Ekip, Güç Teorisi’nin ilkeleri veya nüfus yoğunluğu ve büyüklüğünün siyasi merkezileşmeyi etkilediği ve erken Peru toplumlarındaki güç dinamiklerindeki değişim arasında bir korelasyon buldu.
(Tarım ve Toplumsal Hiyerarşideki Yoğunlaşma Birlikte Yaşandı)
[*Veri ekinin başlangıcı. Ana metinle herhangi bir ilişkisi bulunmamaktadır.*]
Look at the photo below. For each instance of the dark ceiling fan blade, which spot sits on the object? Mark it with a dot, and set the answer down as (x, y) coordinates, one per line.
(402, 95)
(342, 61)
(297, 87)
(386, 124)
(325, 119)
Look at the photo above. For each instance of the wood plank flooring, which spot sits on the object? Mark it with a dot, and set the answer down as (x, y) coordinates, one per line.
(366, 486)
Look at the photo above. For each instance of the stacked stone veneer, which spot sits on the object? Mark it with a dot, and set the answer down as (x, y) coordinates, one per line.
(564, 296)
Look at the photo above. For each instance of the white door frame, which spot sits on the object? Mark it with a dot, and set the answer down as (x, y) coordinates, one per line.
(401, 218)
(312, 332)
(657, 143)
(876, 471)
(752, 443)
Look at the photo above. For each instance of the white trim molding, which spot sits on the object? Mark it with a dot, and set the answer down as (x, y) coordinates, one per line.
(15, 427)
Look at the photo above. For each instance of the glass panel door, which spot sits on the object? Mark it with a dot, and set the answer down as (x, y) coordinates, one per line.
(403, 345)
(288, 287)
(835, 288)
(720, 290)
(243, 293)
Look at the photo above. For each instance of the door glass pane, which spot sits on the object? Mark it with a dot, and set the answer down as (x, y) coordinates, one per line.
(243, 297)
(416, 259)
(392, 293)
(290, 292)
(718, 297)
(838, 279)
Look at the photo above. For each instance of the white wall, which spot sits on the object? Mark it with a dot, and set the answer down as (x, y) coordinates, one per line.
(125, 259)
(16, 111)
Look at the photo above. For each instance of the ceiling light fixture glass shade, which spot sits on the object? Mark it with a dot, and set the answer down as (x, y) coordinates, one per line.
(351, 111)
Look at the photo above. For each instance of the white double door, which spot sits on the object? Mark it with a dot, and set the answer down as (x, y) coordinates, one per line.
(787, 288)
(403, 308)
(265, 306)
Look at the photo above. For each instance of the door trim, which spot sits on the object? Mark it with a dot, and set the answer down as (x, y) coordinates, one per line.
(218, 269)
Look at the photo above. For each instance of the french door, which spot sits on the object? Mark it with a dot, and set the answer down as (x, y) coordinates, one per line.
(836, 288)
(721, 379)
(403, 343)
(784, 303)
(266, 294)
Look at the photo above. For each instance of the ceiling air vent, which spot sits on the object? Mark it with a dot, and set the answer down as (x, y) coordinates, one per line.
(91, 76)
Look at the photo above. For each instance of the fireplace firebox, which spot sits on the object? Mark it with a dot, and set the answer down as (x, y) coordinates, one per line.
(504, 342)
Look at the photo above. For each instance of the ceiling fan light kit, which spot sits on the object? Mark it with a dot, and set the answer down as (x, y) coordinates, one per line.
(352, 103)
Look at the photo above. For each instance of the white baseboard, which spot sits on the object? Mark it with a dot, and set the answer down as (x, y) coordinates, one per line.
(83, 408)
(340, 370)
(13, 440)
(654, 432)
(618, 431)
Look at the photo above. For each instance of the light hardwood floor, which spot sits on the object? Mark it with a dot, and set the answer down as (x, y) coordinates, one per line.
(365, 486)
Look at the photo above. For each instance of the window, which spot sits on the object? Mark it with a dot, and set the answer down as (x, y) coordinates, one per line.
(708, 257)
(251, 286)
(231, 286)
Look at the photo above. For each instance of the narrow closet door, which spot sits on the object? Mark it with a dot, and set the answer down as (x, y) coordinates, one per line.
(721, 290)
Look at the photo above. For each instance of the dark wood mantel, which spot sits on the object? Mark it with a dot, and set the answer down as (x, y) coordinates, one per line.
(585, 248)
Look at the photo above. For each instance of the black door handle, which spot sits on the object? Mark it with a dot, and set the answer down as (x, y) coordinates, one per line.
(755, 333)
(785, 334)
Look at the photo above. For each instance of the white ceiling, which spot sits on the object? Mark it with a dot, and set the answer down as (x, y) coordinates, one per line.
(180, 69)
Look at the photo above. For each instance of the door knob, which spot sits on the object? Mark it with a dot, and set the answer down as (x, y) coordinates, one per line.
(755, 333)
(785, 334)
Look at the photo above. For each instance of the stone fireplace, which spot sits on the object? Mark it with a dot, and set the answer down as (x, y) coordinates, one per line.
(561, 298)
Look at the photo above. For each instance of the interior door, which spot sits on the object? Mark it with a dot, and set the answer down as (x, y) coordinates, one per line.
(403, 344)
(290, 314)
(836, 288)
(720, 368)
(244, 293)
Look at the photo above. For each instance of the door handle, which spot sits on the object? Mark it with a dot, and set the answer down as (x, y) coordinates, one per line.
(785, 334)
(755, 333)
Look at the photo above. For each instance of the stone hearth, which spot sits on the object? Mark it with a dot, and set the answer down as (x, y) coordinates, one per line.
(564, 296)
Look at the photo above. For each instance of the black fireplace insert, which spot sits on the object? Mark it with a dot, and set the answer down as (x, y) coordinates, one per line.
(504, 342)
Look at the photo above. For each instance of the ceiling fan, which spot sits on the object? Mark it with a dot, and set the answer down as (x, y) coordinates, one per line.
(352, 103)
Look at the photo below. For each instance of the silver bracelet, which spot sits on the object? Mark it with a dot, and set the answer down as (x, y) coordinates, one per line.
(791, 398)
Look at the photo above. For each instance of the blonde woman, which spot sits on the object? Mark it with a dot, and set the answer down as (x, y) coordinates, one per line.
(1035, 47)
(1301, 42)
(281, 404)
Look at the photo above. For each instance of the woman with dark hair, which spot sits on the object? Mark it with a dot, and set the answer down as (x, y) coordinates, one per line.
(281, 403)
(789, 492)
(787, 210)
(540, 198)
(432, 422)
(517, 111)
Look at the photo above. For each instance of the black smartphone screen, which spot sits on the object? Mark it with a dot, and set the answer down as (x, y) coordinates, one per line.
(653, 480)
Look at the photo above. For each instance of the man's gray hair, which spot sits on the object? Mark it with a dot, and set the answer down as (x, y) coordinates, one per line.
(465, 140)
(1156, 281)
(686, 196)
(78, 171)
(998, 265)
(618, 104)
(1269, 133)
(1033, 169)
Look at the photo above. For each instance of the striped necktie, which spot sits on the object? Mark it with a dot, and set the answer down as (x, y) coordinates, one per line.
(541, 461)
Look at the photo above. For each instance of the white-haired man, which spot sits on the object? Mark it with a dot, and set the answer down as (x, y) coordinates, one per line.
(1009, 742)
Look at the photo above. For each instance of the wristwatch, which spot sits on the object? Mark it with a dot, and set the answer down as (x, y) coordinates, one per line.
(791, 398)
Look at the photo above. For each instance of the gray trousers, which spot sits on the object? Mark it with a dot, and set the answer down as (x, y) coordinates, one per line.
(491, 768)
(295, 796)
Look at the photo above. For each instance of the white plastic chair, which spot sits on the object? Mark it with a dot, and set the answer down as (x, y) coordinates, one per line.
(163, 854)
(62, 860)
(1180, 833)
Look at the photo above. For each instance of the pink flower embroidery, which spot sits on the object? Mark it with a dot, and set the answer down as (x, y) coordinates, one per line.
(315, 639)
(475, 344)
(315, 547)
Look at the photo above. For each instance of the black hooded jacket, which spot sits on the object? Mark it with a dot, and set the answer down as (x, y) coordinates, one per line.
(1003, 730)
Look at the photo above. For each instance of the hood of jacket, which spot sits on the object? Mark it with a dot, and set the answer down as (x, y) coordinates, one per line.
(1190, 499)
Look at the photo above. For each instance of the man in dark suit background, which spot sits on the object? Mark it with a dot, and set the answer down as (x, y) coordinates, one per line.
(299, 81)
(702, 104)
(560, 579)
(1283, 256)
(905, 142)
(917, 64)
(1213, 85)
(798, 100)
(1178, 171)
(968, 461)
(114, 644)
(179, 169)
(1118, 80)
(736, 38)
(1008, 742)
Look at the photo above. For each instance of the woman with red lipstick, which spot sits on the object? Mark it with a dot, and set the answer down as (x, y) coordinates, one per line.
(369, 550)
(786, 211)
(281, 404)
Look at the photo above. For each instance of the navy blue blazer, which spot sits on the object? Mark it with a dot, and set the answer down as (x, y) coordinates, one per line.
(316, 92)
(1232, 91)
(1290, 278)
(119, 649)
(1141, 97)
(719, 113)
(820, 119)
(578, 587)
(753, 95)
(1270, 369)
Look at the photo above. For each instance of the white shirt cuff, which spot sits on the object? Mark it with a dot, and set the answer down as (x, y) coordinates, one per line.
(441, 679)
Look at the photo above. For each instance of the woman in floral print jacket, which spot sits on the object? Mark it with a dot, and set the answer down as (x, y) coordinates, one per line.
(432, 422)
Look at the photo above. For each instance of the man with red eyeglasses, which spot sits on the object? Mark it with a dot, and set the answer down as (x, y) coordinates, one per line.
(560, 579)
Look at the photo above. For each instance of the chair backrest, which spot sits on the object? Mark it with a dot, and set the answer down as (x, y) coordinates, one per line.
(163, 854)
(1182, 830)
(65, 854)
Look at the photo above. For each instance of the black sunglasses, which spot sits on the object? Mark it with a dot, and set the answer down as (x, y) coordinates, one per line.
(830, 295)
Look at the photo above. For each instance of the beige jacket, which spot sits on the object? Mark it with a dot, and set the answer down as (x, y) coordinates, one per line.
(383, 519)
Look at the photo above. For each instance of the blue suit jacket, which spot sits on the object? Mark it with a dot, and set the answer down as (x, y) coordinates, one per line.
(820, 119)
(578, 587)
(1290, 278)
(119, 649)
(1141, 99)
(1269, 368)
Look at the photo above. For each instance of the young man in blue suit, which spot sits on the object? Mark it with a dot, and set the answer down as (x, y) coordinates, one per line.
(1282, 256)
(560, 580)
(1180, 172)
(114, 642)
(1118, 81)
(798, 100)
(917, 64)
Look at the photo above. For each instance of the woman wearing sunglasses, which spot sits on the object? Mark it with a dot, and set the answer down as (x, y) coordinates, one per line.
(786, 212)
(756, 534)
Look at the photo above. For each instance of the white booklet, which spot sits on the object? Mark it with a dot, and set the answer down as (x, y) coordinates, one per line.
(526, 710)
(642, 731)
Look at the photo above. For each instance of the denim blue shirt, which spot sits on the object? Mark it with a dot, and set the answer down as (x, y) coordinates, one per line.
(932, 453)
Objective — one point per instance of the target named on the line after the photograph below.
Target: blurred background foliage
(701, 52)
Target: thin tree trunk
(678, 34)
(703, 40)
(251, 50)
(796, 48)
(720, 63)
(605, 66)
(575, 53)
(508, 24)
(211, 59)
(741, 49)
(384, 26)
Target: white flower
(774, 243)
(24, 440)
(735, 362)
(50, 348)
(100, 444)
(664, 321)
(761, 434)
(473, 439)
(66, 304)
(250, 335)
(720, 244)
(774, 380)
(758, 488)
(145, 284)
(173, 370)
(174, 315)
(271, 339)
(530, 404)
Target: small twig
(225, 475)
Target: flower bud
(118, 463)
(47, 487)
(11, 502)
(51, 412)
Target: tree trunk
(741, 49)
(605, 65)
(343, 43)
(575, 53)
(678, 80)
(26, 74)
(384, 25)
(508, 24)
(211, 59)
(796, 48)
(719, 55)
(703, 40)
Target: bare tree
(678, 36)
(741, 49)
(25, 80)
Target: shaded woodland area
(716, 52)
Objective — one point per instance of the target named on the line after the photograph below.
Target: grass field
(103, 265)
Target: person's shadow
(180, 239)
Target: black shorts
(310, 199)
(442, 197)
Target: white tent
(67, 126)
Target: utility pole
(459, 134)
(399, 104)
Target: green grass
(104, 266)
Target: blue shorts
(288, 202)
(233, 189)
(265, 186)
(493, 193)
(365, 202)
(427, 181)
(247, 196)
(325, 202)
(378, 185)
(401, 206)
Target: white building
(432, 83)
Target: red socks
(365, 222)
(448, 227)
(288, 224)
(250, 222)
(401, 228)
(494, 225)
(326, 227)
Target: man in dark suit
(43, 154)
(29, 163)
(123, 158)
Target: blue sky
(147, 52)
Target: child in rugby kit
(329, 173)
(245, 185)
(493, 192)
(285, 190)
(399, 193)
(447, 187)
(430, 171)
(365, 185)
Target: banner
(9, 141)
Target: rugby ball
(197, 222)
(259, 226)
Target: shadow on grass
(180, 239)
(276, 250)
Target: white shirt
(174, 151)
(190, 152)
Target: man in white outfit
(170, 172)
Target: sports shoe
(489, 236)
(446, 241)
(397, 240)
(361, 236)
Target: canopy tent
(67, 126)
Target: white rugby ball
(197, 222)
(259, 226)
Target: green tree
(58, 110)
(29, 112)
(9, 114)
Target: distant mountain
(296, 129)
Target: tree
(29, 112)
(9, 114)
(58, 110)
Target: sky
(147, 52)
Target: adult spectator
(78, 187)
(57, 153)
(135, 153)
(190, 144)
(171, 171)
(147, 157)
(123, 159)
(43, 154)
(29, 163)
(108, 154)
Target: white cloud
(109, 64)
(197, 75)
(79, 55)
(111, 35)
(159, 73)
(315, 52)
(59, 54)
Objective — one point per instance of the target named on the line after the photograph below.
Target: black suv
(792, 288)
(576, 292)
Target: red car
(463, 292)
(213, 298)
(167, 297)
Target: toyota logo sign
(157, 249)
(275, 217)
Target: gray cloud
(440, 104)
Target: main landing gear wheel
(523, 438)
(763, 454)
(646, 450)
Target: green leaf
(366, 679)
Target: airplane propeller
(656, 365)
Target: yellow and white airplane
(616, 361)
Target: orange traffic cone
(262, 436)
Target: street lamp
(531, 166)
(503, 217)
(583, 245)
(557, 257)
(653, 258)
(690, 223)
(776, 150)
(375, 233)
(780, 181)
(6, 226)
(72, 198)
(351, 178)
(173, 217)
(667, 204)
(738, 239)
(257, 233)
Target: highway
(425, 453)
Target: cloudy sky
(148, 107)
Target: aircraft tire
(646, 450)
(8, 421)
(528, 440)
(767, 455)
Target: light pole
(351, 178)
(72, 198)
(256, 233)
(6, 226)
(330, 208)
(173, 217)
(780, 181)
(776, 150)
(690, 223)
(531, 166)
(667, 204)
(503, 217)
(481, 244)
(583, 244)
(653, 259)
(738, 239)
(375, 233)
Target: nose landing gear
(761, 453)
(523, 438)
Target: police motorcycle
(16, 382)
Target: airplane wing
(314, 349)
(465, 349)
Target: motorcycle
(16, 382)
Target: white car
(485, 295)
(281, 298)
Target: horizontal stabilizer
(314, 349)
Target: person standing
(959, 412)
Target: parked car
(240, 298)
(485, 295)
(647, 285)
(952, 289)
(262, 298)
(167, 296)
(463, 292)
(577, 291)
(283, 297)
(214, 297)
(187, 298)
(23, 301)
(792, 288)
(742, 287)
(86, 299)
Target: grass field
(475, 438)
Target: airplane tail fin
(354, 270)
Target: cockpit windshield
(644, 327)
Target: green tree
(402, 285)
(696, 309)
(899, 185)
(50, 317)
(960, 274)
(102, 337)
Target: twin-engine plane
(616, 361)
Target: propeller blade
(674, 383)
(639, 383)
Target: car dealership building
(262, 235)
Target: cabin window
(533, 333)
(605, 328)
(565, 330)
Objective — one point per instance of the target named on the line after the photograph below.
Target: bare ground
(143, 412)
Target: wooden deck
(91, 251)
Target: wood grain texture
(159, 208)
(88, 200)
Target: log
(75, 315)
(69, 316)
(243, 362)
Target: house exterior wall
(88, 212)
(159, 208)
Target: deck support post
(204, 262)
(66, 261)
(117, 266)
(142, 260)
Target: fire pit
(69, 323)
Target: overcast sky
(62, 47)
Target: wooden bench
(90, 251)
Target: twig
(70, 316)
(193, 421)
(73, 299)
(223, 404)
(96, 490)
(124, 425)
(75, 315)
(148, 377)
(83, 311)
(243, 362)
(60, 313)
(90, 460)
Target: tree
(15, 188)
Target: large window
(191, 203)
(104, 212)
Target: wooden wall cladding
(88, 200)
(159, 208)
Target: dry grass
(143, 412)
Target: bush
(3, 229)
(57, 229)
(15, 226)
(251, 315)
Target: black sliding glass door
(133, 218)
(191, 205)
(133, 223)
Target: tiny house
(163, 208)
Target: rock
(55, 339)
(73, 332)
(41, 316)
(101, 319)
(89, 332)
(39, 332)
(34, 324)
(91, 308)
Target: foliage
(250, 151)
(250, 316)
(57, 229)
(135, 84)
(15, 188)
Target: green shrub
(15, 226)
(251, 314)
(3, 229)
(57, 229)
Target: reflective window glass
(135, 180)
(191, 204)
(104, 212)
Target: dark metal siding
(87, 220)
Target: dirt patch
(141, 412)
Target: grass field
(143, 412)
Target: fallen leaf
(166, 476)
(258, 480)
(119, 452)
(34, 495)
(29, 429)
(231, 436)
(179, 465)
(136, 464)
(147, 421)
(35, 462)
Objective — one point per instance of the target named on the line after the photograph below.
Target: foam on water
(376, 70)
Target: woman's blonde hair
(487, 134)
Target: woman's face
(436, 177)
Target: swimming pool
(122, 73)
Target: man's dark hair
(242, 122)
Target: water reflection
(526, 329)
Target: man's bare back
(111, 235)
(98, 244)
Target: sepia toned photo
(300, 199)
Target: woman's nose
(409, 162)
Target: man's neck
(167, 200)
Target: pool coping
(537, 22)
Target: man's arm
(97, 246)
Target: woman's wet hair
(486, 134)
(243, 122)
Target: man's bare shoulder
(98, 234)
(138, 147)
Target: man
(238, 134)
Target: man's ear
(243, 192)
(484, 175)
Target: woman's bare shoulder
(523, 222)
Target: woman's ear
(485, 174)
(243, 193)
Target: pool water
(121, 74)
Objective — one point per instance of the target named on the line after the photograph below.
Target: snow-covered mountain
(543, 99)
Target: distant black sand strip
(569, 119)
“İnsanların sadece 5-10.000 yıl arasında, kimsenin kimseyi bir şey yapmaya zorlamadığı küçük avcı-toplayıcı gruplardan, muazzam güce sahip ve birkaç kişi tarafından yönetilen devasa endüstriyel devletler seviyesine nasıl ulaştığıyla her zaman ilgilenmişimdir. Saha çalışmamdan ve Yeni Gine’deki diğer araştırmalardan, liderlerin çoğunlukla büyük, yüksek yoğunluklu popülasyonlarda ortaya çıktığı anlaşıldı ve bunun nedeni Güç Teorisi’yle açıklanabildi. Maalesef, arkeologların geçmişte popülasyonların büyüklüğü ve yoğunluklarını ele alması yakın zamana kadar zordu. SPD teknikleri, bu önemli değişiklikleri insan sosyal yaşamının bu dramatik dönüşümü nasıl geçirdiğini anlamaya çok yardımcı oldu.’’ diyor Roscoe.
Bilim insanları daha önce Peru’nun kuzey kıyısındaki nüfusun Geç Pre-seramik, Initial, Erken Horizon ve Erken Intermediate dönemlerde (ya da günümüzden önce 6.000 – 1.200 yılları arasında) arttığını öne sürmüşlerdi. Roscoe ve meslektaşlarının oluşturduğu SPD bu fikri doğruluyor.
Araştırmacılara göre kıyı ovasına yerleşen ilk insanlar, ilk önce düşük yoğunluklu gruplarla ya avcı-toplayıcılık yapıyorlardı ya da bahçeciliğe henüz başlamışlardı. Geç Preseramik dönemden bir milenyum sonra, bazı gelişmeler, artan etkileşim ve paylaşılabilir kaynaklar doğurdu. İnsanlar tarıma başladı, sulama sistemleri geliştirdi ve zaman geçtikçe daha yerleşik hale geldi. Sonunda, dünyanın ilk yönetimlerinden bazıları kuruldu.
Nüfus büyüklüğündeki ve yoğunluğundaki artışla desteklenen tarım, sulama ve yerleşikliğin başlangıcı ve gelişimi, politikacıların başkaları ile etkileşime geçme ve manipüle etme kapasitesini güçlendirdi. Araştırmacılara göre, sonuç olarak siyasi merkezileşme ve hiyerarşi oluştu.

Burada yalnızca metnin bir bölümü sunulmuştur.